Something Something “Hoo Rah”
I’ve gone on for a long time in this essay, so I’m gonna try and be short and sweet with this conclusion.
I know that people are going to be particularly sore at me for this one – even some folks who are on the Left with me. Something about the Marines stirs up a fire in the bellies of certain people no matter what. It arouses a certain dander when people talk about whittling it down or changing it. I think it’s an enduring sign of how effective their political wrangling and propaganda have been over the decades.
The fact of the matter is, when you cut through those politics and focus in on the traditional purpose of a Marine Corps (modified for the 21st century’s challenges), you can cut out a lot of redundant or outright useless force structure to craft a Marine Corps that is much smaller but more effective in an outsized way in contributing to an overall Joint Force by taking on more specialized roles.
At the end of the day, there’s no need for the Marines Corps to be a second land Army – or, arguably, a second Joint Force within the Joint Force. Most of the roles and capabilities they’ve acquired for themselves have been through political maneuvering and are largely redundant. What results is a Marines Corps that says it can do it all, but really only creates the illusion it can do it all while becoming a mediocre Jack of All Trades, Master of None.

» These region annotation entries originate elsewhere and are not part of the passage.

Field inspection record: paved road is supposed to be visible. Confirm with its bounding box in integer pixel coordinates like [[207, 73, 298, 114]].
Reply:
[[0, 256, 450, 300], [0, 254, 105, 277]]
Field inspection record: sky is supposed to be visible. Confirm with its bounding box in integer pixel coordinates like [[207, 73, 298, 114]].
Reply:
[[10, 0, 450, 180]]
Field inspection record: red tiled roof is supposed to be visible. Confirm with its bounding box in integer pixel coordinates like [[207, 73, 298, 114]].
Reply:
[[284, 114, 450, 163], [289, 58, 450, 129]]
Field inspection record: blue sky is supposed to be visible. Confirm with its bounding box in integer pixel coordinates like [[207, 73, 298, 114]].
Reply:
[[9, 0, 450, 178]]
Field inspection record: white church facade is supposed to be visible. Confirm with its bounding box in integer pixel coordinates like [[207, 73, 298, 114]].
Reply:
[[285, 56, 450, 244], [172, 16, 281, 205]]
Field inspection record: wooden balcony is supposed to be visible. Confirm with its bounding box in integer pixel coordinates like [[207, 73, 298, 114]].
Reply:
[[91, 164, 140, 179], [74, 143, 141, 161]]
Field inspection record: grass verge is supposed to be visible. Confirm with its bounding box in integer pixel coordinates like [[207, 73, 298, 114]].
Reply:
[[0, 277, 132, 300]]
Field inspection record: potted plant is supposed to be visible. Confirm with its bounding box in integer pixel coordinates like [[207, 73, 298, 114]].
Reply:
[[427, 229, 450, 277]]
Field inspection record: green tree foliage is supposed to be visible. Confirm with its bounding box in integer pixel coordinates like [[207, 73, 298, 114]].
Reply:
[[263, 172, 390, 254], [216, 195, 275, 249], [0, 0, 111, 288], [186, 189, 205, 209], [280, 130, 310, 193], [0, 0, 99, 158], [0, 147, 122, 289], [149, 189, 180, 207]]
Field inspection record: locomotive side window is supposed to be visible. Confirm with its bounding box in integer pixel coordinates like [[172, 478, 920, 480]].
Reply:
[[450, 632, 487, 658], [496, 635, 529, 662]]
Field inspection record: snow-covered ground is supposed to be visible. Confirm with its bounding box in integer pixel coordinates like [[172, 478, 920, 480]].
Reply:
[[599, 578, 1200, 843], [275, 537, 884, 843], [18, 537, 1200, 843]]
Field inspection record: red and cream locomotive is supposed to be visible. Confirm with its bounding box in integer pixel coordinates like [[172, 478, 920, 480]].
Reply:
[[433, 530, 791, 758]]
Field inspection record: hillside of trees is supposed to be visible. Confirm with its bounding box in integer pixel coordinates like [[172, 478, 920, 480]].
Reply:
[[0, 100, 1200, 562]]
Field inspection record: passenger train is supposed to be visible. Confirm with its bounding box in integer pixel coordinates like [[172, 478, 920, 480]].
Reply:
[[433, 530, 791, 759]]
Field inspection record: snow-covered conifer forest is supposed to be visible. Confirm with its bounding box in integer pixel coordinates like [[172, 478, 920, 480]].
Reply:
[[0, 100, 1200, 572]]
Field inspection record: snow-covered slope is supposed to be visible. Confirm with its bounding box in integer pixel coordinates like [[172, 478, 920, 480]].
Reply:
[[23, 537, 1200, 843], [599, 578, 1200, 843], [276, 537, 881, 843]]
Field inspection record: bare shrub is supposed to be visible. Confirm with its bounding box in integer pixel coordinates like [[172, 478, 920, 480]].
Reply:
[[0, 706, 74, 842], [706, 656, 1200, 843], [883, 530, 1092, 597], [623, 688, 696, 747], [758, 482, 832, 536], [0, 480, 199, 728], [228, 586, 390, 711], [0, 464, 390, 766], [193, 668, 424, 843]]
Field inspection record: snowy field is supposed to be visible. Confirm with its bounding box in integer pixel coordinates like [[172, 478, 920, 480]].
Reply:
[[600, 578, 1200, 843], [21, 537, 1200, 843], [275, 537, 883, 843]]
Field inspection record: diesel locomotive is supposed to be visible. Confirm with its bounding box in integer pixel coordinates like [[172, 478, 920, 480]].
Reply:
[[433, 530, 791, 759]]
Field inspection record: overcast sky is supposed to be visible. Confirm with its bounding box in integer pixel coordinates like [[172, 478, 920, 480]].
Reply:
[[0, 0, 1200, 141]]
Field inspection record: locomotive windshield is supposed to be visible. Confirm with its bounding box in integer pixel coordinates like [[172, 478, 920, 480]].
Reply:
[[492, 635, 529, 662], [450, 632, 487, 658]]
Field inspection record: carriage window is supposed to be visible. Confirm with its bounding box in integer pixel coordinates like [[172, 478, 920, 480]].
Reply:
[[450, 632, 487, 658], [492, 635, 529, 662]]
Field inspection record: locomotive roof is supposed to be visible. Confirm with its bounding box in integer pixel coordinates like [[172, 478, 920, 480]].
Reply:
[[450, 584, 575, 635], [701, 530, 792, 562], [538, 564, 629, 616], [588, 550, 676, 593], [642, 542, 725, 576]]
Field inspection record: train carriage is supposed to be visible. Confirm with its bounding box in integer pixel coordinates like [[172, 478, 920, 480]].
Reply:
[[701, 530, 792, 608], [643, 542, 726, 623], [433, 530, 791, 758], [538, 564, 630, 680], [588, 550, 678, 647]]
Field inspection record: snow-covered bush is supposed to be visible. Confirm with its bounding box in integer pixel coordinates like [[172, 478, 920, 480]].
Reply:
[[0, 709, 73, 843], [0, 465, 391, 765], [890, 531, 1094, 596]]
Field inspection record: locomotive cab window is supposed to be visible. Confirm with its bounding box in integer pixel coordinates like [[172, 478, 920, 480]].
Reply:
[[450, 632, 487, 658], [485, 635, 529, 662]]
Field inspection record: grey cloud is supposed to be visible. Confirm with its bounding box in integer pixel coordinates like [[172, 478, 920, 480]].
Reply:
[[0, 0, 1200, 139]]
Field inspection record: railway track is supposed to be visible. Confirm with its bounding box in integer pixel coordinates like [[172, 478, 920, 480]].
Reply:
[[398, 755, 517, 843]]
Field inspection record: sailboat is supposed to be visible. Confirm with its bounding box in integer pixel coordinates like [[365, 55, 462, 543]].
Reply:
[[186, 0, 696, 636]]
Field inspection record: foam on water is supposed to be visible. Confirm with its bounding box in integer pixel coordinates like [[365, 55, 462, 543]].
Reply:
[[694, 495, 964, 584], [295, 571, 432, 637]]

Naval infantry definitely have a place in modern warfare (if that weren’t the case, China wouldn’t be growing theirs exponentially). But you could cut the Marines total end strength by a third and we’d still have the largest Marine Corps in the world by far. Don’t worry Jarheads, you’ll still have a place in war in the future, but you’ll just have to do it differently (and hopefully will be doing it for reasons that are more altruistic and not reverting to your imperialistic past).
That’s it for this one. If you think I’ve been too harsh on the Marines, just wait until I get to special operators – you ain’t seen nothing yet my friends, believe me. In the meantime, our next installment in this series will be on the Air Force. For now, hope you all stay safe out there. Peace.